Moda e valor agregado

Na área de moda, as collabs funcionam bem para agregar valor e propósito para ambas as marcas, como explica Maiza França.
Um exemplo bem conhecido foi a parceria entre a marca de streetwear Supreme com a luxuosa Louis Vuitton. Essa colaboração teve como intuito trazer jovialidade e modernidade para a grife francesa e posicionamento e exclusividade para a Supreme.
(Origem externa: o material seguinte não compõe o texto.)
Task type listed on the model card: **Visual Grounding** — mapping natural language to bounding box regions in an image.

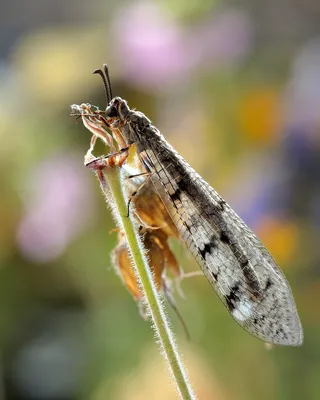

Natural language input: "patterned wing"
[138,126,303,346]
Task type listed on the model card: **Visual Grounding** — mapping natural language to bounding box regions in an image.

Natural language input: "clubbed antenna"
[93,64,113,104]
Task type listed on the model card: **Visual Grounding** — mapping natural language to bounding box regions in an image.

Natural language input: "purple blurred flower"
[114,1,251,89]
[286,38,320,129]
[17,154,94,263]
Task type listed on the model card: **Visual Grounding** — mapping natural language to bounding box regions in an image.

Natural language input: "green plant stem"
[103,167,196,400]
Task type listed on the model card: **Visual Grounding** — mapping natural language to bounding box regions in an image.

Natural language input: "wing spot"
[220,231,230,244]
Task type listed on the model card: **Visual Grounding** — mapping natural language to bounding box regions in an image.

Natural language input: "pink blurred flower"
[114,1,252,88]
[17,154,94,263]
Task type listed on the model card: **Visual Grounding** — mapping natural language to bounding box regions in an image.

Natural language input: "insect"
[74,104,191,338]
[72,65,303,346]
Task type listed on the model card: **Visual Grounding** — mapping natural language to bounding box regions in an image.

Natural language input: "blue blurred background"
[0,0,320,400]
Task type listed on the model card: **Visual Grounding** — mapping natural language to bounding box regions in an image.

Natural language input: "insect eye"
[106,106,118,118]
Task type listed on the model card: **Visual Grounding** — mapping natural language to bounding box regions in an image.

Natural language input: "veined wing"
[137,126,303,346]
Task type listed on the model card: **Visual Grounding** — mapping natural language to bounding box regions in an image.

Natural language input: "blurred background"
[0,0,320,400]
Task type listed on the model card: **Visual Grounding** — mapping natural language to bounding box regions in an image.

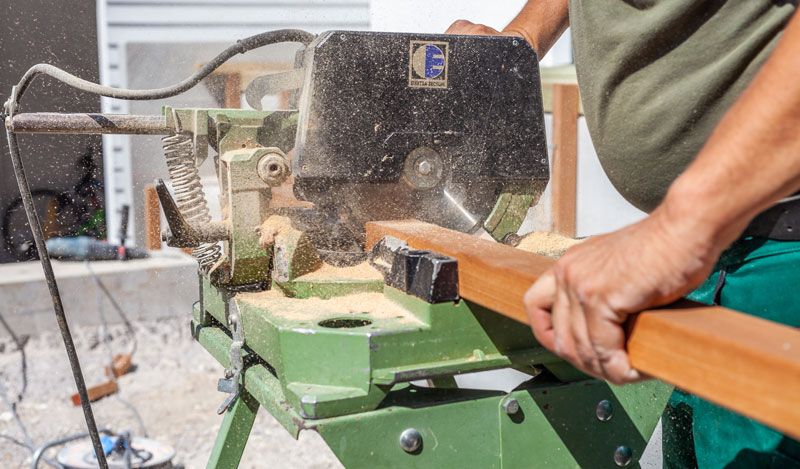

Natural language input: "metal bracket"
[217,299,244,415]
[156,179,230,248]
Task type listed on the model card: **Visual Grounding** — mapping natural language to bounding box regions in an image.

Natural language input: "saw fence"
[367,220,800,438]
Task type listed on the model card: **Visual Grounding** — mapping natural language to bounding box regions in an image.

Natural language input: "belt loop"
[712,267,728,306]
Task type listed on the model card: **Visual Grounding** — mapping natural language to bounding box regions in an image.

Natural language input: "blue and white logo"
[409,41,448,88]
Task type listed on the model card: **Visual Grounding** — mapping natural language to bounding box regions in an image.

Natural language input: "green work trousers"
[662,238,800,469]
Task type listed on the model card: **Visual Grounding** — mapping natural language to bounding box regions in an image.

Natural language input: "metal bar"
[5,112,173,135]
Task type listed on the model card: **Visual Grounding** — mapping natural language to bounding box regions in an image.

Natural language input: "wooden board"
[550,83,580,238]
[367,220,800,438]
"Para as fast fashion, as collabs têm funcionado para descaracterizar esse mercado que por tanto tempo teve a imagem ligada à produção têxtil insustentável. Com os consumidores cada vez mais informados e interessados em quem ou como foram produzidas as peças, as marcas foram obrigadas a se mexer para reestruturar sua imagem", diz a consultora.

Dica de ouro na hora de comprar

Para as fashionistas de plantão, um ponto a ser levado em consideração na hora da compra é a identificação de fato com esse estilo urbano, já que as peças das coleções têm em sua maioria estampas grandes e coloridas ou recortes diferenciados.

"A qualidade e exclusividade estão garantidas, mas nenhuma tendência é boa o bastante se sua roupa ficar parada no armário", ensina Maiza.